The “time spent” by users on a particular page could give you a hint, but it could be tricky. What you really want to know is if people interact with the page.
“Activity rate” measures the time spent interacting within the page. In the case of a page with a high bounce rate, a low activity rate would point out a problem in acquisition strategy. To the contrary, a high activity rate would lead us to understand that users leave because the page isn’t responding properly to their interactions.
Thanks to understanding the activity rate, you know what to investigate.
On the following image, “bouncing users” leave the homepage without doing anything (4%), whereas on the product page, they interact before leaving (25%).
How to fill the emotional gap left by activity rate
Use Zone-Based Heatmaps to understand how users interact with each element on your site or app. Which elements attract their attention? What type of content makes them bounce? Then, with your users’ preferences and needs in mind, optimize the page to deliver better experiences.
7. Engagement rate
Creating efficient call-to-action (CTA) buttons is crucial to conversion, but it’s also an art. A slight change of words can have huge effect on clicks-through. When you need to figure out which CTAs are more appealing to your users, and which ones are less appealing, engagement rate comes in handy.
In the menu below, “Exclusive offers” is by far the most affording category of the menu, with 12. 6% engagement rate.
A low engagement rate would reveal that the wording is unclear, or maybe that two categories seem to describe the same thing.
By monitoring this KPI, optimizing and reorganizing your menus and CTAs for better performance becomes significantly easier.
How to fill the emotional gap left by engagement rate
Want to make sure your new page version is more engaging than the current one? Run A/B testing. With Contentsquare, you can compare two pages side by side to see how design changes affect user behavior.
Use Contentsquare’s Zoning Comparator to see how users interact with page variants
8. Time spent on task
Time spent on task—aka task time or time on task—measures how efficient or productive a customer is when using your product. If your customers spend too much time on tasks in your product, it could mean an interaction or function isn’t properly designed.
Measuring time spent on task helps you:
Identify usability issues on your website or app interface
Define the difference between customer lag time and system lag time, especially when a customer sees time subjectively during task completion
Define granular metrics like average task completion time (focusing on measuring only successful completion) or mean time to failure (average time spent before giving up or finishing tasks the wrong way)
How to fill the emotional gap left by time spent on task
Session Replays can add context to time on task by showing you individual users’ journeys from page to page.
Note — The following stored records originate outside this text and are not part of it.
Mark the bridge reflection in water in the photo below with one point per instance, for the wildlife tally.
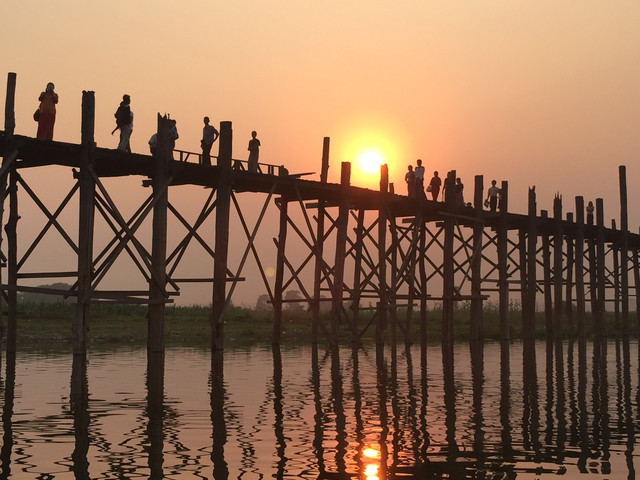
(493, 410)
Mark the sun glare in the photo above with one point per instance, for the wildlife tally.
(370, 161)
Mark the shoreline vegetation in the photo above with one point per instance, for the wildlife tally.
(48, 326)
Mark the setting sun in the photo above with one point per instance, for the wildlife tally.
(370, 161)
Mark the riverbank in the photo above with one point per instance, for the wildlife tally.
(49, 325)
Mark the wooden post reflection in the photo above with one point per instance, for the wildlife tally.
(219, 435)
(530, 412)
(337, 392)
(278, 424)
(318, 416)
(357, 405)
(449, 400)
(7, 414)
(505, 401)
(550, 391)
(628, 413)
(583, 419)
(413, 405)
(79, 402)
(155, 411)
(477, 375)
(561, 434)
(600, 428)
(381, 369)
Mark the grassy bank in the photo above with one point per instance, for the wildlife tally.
(121, 325)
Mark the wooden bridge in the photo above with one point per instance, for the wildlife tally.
(359, 247)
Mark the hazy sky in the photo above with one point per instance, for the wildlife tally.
(540, 93)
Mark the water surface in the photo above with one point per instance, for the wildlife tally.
(483, 411)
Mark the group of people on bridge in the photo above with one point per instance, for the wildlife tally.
(414, 179)
(45, 116)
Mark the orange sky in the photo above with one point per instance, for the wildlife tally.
(536, 93)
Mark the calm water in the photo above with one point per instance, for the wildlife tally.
(518, 411)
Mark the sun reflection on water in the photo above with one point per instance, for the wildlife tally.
(371, 469)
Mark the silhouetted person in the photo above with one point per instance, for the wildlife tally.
(419, 171)
(209, 135)
(173, 134)
(435, 184)
(124, 122)
(47, 113)
(492, 195)
(153, 143)
(590, 210)
(459, 188)
(254, 152)
(410, 178)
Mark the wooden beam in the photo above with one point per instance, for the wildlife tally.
(157, 287)
(223, 203)
(579, 267)
(80, 328)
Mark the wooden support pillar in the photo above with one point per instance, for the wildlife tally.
(569, 283)
(532, 265)
(317, 274)
(381, 318)
(624, 249)
(277, 290)
(319, 248)
(422, 255)
(393, 231)
(546, 266)
(357, 274)
(615, 252)
(324, 171)
(476, 263)
(223, 202)
(9, 127)
(80, 328)
(503, 276)
(448, 267)
(342, 223)
(601, 326)
(411, 278)
(636, 282)
(11, 229)
(579, 266)
(524, 293)
(557, 266)
(157, 285)
(591, 232)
See how they experience your site and how they behave on task—where they get stuck, distracted, confused, or frustrated.
How is a product experience metric different from a marketing metric?
Most marketing metrics—like marketing qualified leads (MQLs), customer acquisition cost (CAC), and customer lifetime value (CLV)—tend to focus on customer acquisition: getting a customer’s attention, serving them throughout the funnel, and then closing the deal.
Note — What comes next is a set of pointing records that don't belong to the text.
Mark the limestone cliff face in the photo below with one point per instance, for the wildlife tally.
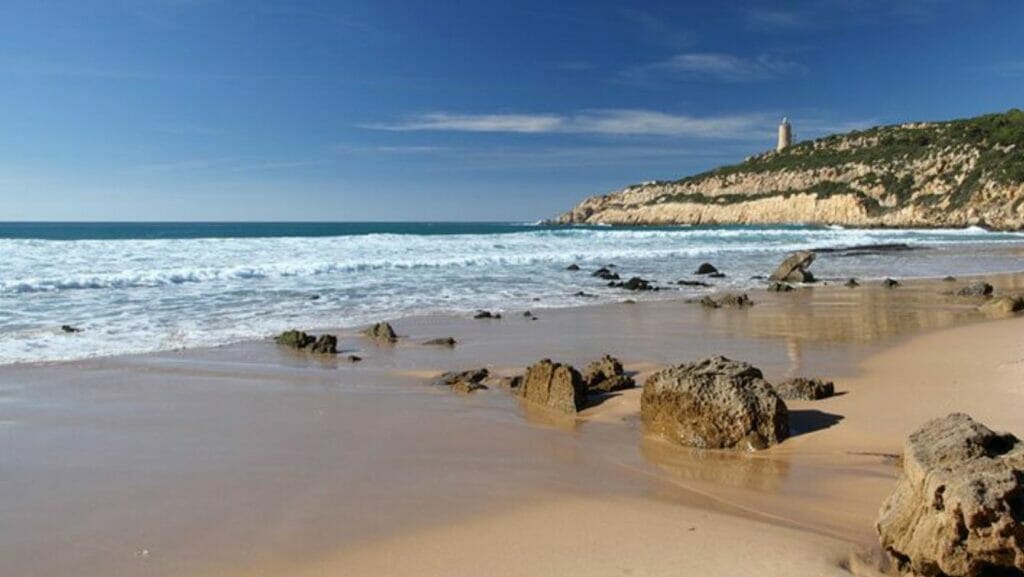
(954, 173)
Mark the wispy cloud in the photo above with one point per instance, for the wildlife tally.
(714, 66)
(611, 122)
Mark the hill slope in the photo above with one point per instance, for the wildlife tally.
(951, 173)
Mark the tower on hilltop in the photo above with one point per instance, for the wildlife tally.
(784, 135)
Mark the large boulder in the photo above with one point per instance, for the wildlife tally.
(606, 375)
(553, 384)
(381, 332)
(714, 404)
(958, 504)
(794, 269)
(805, 388)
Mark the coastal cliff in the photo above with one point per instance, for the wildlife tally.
(954, 173)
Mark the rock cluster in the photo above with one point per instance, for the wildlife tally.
(805, 388)
(977, 289)
(726, 300)
(554, 385)
(958, 505)
(714, 404)
(465, 382)
(794, 269)
(381, 332)
(325, 344)
(606, 375)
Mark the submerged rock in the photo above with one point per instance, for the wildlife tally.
(726, 300)
(957, 507)
(555, 385)
(443, 341)
(706, 269)
(1004, 305)
(636, 283)
(295, 339)
(604, 274)
(325, 344)
(381, 332)
(606, 375)
(805, 388)
(794, 269)
(465, 381)
(977, 289)
(714, 404)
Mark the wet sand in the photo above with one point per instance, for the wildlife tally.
(254, 460)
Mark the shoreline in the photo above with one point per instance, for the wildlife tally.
(251, 459)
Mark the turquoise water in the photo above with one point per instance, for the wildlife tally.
(140, 287)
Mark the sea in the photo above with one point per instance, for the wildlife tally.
(145, 287)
Marketing funnels and optimized landing pages can tell us a lot about what leads a customer to a certain product or service, but it typically ends there: marketing metrics don't help you understand the subtleties of the user experience.
UX metrics add context to other business and marketing metrics and connect them to human behavior and emotions.
Your product and UX team can work with your marketing team to connect your business’s key performance indicators (KPIs) with data collection and metrics to help each team make better, more collaborative decisions.